I've opened accounts in 12 countries, not many I'll admit, but it has given me a little insight at least. In the mid to late 2000's bank secrecy did in fact exist, there were places one could get an old school numbered account - these, to my knowledge only exists in one country today and I don't know if they open new ones anymore. Now since around 2010 or so things started tightening up, secrecy definitely disappeared entirely and only slivers of privacy remained on the outskirts of OECD's grey/black list of countries. Since 2014/15 or so and today all offshore banks I've worked with require extensive paperwork to comply with their KYC (know your customer) rules and in my opinion offshore banks today offer zero benefit over a given domestic bank (other than being in a different jurisdiction). Often you will find fees are very high as they've not really caught on to the fact that they have no advantage and just go about business as usual.
The simplest countries to work with are in fact not traditional offshore countries, rather they are totally regular western places such as Australia, Canada and Germany. Neither of these places require much paperwork (a passport and perhaps utility bill at most) and have nearly no KYC questions, nor do they question if you move over 10,0000 EUR/AUD/CAD in/out of your account. They provide excellent credit card services, modern internet banking (many offshore banks have limited resources in this regard). Their staff also isn't used to being considered "offshore" so they do things quickly, efficiently and without question or extreme documentation.
There are even banks out there (actually, credit unions/building societies) who still to this day, charge ZERO monthly fees, ZERO fees for a Visa debit card (which works fine overseas) and even some who pay 2%+ interest rate on transaction accounts (no restrictions).
Banks are a necessary evil I'd rather be without, but given the current world situation where secrecy and privacy is DEAD I'd go with a local bank where you live for everyday stuff and look to the most loose western countries mentioned above; Canada, Australia and Germany.
Anyway just my two cents - I think traditional offshore banking is dead, they just don't know it yet.

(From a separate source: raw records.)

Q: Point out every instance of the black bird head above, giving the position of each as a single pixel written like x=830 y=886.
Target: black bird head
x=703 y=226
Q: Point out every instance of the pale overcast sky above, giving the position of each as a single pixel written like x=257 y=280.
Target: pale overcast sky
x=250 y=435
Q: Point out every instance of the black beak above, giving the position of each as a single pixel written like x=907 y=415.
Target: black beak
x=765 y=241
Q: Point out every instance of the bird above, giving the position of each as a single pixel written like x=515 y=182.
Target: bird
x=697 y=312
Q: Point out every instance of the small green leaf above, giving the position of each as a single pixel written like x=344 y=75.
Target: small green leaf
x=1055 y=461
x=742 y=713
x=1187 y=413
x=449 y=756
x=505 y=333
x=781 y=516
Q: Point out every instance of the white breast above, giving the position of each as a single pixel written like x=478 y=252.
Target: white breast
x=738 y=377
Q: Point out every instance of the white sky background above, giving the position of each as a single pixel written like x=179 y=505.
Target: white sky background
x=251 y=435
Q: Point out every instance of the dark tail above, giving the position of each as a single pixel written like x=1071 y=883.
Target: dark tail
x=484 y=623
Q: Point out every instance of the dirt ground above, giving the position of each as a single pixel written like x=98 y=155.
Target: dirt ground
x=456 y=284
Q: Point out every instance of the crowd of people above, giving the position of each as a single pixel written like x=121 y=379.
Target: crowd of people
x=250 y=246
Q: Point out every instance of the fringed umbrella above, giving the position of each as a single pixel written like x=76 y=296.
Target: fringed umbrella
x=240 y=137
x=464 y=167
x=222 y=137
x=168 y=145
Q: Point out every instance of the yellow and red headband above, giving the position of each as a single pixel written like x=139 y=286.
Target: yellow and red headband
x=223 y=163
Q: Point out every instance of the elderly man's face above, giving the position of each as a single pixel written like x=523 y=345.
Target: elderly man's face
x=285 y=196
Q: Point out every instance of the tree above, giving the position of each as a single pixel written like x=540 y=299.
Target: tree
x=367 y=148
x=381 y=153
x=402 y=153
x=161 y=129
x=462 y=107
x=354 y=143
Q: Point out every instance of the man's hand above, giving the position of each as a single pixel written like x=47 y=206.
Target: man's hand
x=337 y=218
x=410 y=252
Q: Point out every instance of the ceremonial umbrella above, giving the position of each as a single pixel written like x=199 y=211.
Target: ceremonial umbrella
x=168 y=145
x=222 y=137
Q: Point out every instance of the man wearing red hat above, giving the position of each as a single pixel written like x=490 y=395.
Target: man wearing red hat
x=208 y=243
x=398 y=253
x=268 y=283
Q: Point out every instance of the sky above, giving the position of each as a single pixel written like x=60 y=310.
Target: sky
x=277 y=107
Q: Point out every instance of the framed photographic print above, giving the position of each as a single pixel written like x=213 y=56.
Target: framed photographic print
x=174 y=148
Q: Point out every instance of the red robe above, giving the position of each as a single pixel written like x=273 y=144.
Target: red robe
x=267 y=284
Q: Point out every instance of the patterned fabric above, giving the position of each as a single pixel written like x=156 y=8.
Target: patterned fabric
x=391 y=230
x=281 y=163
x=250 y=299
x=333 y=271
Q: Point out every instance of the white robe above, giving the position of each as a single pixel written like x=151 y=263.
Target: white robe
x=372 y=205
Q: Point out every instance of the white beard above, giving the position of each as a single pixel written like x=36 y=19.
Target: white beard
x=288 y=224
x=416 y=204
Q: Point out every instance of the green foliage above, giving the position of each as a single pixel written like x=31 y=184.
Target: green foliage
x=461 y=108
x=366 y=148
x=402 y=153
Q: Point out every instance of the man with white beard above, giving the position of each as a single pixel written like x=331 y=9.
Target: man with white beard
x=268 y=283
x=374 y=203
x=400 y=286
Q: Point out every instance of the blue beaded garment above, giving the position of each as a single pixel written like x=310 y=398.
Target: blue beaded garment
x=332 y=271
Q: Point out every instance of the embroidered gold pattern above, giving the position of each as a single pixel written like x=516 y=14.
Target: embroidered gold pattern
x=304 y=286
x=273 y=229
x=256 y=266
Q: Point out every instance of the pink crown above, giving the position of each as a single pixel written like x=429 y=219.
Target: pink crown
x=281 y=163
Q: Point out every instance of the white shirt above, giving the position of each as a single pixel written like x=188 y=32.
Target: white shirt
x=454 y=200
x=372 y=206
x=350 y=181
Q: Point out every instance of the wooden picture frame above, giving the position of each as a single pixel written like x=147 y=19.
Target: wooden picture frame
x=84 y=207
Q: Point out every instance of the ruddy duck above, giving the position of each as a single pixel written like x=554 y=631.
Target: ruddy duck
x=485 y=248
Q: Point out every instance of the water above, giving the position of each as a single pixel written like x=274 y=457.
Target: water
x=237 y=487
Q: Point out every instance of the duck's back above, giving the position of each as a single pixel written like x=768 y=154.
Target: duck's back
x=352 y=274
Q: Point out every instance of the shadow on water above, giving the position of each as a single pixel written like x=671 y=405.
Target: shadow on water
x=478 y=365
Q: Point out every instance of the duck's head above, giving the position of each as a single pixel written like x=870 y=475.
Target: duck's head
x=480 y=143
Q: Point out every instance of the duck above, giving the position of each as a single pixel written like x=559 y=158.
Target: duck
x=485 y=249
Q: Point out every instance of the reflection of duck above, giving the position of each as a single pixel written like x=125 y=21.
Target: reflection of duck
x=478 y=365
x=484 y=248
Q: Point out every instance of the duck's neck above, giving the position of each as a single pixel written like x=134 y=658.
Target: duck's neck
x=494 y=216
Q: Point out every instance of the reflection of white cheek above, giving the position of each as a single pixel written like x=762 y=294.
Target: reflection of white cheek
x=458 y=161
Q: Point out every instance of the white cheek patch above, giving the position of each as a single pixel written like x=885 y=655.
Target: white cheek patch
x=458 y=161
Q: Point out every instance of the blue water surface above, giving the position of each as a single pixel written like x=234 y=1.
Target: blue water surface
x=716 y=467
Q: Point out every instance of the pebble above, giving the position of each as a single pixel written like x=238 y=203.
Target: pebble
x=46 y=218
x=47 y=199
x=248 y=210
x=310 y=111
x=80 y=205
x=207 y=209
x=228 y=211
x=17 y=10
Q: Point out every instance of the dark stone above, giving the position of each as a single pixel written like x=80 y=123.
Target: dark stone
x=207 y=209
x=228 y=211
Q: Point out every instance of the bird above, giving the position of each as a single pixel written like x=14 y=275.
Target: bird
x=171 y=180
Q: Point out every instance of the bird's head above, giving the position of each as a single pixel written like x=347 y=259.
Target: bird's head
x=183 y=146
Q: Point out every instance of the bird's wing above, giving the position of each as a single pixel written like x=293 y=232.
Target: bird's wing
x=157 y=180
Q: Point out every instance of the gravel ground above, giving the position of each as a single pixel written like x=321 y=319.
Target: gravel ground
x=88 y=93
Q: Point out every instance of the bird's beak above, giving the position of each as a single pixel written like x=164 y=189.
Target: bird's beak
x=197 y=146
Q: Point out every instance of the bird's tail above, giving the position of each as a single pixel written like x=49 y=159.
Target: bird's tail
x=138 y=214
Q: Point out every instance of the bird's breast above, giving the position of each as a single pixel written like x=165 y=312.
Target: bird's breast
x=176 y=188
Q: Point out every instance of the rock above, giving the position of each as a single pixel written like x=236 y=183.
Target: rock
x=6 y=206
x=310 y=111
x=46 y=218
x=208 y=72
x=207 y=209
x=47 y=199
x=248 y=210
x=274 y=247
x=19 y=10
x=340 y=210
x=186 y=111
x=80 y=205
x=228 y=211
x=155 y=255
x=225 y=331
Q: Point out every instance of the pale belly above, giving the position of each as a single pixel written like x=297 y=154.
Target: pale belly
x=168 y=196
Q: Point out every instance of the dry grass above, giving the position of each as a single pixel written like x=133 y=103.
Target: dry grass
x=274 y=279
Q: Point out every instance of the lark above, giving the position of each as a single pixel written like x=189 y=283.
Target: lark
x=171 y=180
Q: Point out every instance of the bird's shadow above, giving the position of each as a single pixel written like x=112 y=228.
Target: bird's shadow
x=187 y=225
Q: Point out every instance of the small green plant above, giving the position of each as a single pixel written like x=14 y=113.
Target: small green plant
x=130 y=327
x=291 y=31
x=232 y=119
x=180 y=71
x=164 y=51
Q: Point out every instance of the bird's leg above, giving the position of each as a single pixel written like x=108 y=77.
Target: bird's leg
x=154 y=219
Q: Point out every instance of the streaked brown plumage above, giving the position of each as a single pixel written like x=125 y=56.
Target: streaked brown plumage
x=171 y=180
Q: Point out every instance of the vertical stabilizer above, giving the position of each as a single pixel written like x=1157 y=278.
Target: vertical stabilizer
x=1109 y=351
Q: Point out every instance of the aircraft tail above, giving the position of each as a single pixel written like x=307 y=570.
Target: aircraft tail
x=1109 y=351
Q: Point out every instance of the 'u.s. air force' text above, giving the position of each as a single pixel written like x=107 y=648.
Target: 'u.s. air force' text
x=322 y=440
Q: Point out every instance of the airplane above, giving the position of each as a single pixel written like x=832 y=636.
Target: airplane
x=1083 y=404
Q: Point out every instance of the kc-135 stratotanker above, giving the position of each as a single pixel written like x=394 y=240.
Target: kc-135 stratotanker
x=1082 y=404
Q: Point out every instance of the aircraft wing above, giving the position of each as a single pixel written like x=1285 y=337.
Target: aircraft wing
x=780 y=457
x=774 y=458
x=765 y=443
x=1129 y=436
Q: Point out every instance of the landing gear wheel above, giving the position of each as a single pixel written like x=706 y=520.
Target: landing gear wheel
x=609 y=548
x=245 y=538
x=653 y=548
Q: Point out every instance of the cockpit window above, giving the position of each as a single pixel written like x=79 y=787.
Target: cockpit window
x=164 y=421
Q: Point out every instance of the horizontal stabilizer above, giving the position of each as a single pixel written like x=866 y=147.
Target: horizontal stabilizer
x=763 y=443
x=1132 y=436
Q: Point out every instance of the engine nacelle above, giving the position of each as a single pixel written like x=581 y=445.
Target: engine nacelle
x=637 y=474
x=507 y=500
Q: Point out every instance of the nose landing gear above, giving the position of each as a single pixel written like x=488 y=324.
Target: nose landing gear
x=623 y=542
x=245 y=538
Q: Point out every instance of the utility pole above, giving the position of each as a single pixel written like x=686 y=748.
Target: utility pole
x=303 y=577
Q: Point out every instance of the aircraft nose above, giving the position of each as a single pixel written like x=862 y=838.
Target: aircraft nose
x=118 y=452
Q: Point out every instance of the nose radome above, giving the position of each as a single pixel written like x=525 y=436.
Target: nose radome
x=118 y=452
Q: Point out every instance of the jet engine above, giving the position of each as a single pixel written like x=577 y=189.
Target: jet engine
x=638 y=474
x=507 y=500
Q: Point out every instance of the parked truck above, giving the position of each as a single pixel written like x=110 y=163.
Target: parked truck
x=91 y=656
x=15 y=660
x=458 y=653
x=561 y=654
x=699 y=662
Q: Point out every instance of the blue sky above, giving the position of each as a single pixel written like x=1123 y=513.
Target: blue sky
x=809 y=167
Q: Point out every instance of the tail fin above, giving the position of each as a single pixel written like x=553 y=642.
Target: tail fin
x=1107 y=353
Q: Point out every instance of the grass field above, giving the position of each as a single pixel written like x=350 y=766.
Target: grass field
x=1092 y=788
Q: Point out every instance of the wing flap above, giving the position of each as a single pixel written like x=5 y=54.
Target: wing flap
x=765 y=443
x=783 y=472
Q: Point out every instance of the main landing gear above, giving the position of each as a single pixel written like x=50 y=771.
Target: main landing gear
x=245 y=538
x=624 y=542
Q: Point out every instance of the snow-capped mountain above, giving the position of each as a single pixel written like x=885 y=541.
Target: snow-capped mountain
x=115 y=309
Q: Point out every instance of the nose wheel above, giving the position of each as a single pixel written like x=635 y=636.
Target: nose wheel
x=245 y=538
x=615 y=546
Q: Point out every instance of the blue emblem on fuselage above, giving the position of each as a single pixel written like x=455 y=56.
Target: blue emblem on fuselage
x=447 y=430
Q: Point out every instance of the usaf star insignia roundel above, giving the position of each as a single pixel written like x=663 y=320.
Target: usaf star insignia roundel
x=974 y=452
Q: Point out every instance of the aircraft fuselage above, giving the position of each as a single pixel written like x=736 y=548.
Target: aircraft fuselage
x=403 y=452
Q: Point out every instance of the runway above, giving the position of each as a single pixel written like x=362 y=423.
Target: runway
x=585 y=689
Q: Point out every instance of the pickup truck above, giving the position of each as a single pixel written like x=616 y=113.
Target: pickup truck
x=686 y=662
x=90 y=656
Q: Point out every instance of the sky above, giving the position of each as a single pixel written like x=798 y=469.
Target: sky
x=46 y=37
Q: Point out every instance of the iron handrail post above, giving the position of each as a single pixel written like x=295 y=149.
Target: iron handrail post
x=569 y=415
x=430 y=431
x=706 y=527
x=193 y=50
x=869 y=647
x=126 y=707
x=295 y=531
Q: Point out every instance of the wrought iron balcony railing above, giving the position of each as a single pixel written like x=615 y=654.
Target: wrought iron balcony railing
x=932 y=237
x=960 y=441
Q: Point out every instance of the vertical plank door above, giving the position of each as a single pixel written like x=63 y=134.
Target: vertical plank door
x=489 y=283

I've opened accounts in 12 countries, not many I'll admit, but it has given me a little insight at least. In the mid to late 2000's bank secrecy did in fact exist, there were places one could get an old school numbered account - these, to my knowledge only exists in one country today and I don't know if they open new ones anymore. Now since around 2010 or so things started tightening up, secrecy definitely disappeared entirely and only slivers of privacy remained on the outskirts of OECD's grey/black list of countries. Since 2014/15 or so and today all offshore banks I've worked with require extensive paperwork to comply with their KYC (know your customer) rules and in my opinion offshore banks today offer zero benefit over a given domestic bank (other than being in a different jurisdiction). Often you will find fees are very high as they've not really caught on to the fact that they have no advantage and just go about business as usual.
The simplest countries to work with are in fact not traditional offshore countries, rather they are totally regular western places such as Australia, Canada and Germany. Neither of these places require much paperwork (a passport and perhaps utility bill at most) and have nearly no KYC questions, nor do they question if you move over 10,0000 EUR/AUD/CAD in/out of your account. They provide excellent credit card services, modern internet banking (many offshore banks have limited resources in this regard). Their staff also isn't used to being considered "offshore" so they do things quickly, efficiently and without question or extreme documentation.
There are even banks out there (actually, credit unions/building societies) who still to this day, charge ZERO monthly fees, ZERO fees for a Visa debit card (which works fine overseas) and even some who pay 2%+ interest rate on transaction accounts (no restrictions).
Banks are a necessary evil I'd rather be without, but given the current world situation where secrecy and privacy is DEAD I'd go with a local bank where you live for everyday stuff and look to the most loose western countries mentioned above; Canada, Australia and Germany.
Anyway just my two cents - I think traditional offshore banking is dead, they just don't know it yet.